Among the elected officials opposing the projects, Alderman Scott Wagusepack of the 37th Ward said that there “hasn’t been lies and deception from the community but lies and deception built into the project from day one,” adding that his constituents, some of whom will be affected by the development, didn’t want to “sock away” the money from the TIF for 23 years.
Alderman Pat Dowell, the alderman overseeing the area Illinois Tech is in, was unavailable for comment and has not released any statement regarding her opposition to the projects, despite her voting against them.
The City Council also unanimously voted to adopt a resolution showing “support of renewable energy goals” and setting a “timeline and milestones” for Chicago relying on solely on renewable sources of energy and fully electrifying the Chicago Transit Authority's (CTA’s) fleet of buses.
This vote was supported by a coalition of nonprofits and advocacy groups working as part of the Sierra Club’s Ready For 100 campaign. Its passing makes Chicago the largest city to adopt such a commitment.

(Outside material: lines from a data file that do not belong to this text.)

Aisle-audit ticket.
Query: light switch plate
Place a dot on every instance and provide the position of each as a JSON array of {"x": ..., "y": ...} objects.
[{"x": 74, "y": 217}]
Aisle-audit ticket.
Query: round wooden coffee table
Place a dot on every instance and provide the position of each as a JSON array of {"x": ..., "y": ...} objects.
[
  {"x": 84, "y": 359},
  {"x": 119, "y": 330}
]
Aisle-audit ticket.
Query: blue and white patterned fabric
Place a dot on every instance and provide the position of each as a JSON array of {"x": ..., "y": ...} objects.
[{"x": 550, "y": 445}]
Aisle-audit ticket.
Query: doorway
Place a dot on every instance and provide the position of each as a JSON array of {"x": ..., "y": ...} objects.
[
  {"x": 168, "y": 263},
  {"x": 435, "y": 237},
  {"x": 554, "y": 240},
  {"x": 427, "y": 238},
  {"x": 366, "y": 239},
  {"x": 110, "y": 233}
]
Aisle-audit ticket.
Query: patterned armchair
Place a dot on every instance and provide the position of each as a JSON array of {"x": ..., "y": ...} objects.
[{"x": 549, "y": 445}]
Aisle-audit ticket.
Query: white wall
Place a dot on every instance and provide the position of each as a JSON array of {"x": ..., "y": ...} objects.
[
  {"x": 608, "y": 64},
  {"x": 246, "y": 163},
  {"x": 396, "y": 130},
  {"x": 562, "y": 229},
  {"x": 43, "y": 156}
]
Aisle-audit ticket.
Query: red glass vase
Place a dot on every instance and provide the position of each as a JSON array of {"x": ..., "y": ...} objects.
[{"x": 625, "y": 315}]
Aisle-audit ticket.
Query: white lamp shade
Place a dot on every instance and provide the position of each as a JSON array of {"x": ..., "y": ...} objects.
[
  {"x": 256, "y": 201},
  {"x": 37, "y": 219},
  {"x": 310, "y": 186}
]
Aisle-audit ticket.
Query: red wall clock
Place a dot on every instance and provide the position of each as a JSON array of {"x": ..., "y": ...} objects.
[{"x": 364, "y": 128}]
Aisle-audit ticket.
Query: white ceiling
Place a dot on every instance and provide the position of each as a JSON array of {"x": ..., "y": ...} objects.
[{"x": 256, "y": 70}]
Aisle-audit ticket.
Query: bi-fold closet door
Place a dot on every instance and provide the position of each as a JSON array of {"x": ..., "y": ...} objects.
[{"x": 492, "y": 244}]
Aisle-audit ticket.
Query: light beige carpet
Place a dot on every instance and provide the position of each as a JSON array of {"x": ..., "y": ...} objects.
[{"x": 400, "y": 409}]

Kyra Woods, an organizer from the Sierra Club who worked on the campaign, said in a statement that “setting a goal is just the beginning,” clarifying in an interview that the campaign’s next steps are to get a “better understanding” of how Mayor-elect Lightfoot views the goal and its possible implementation strategies.
Woods also stated that the campaign was supported by college students from around the city, with students at the University of Chicago doing the initial feasibility study for the resolution and students from Loyola providing “some really great organizing power.”
Illinois Tech has several student organizations focused on sustainability and climate change. Maddy Urig, outgoing treasurer for Engineers for a Sustainable World and current President of Illinois Tech’s chapter of Citizens Climate Lobby, said that it’s “absolutely incredible that a city the size of Chicago is doing something so big,” adding that the Midwest is “kind of notorious” for not engaging with climate issues.
The City Council also unanimously adopted a major revision to the city’s building code based on international standards for such codes. This has been the result of an ongoing project of updating the city’s building and electrical codes done by Dr. Judy Freedland in the planning department. This is the first time the code has been updated this much in almost 70 years.
Rahm Emmanuel's last meeting ended with a resolution brought forward to thank him for his service, with about a dozen aldermen not involved in drafting it standing in support of the resolution. Several alderman with a public history of disliking the outgoing mayor even stood to acknowledge the parts of his mayorship that were done well.
Alderman Walter Burnett of the 27th Ward stood up to say to Emmanuel, “you are a hustler,” going on to clarify that he respects Emmanuel's ability to bring corporations, aldermen, and neighborhoods into coalitions to accomplish his political goals.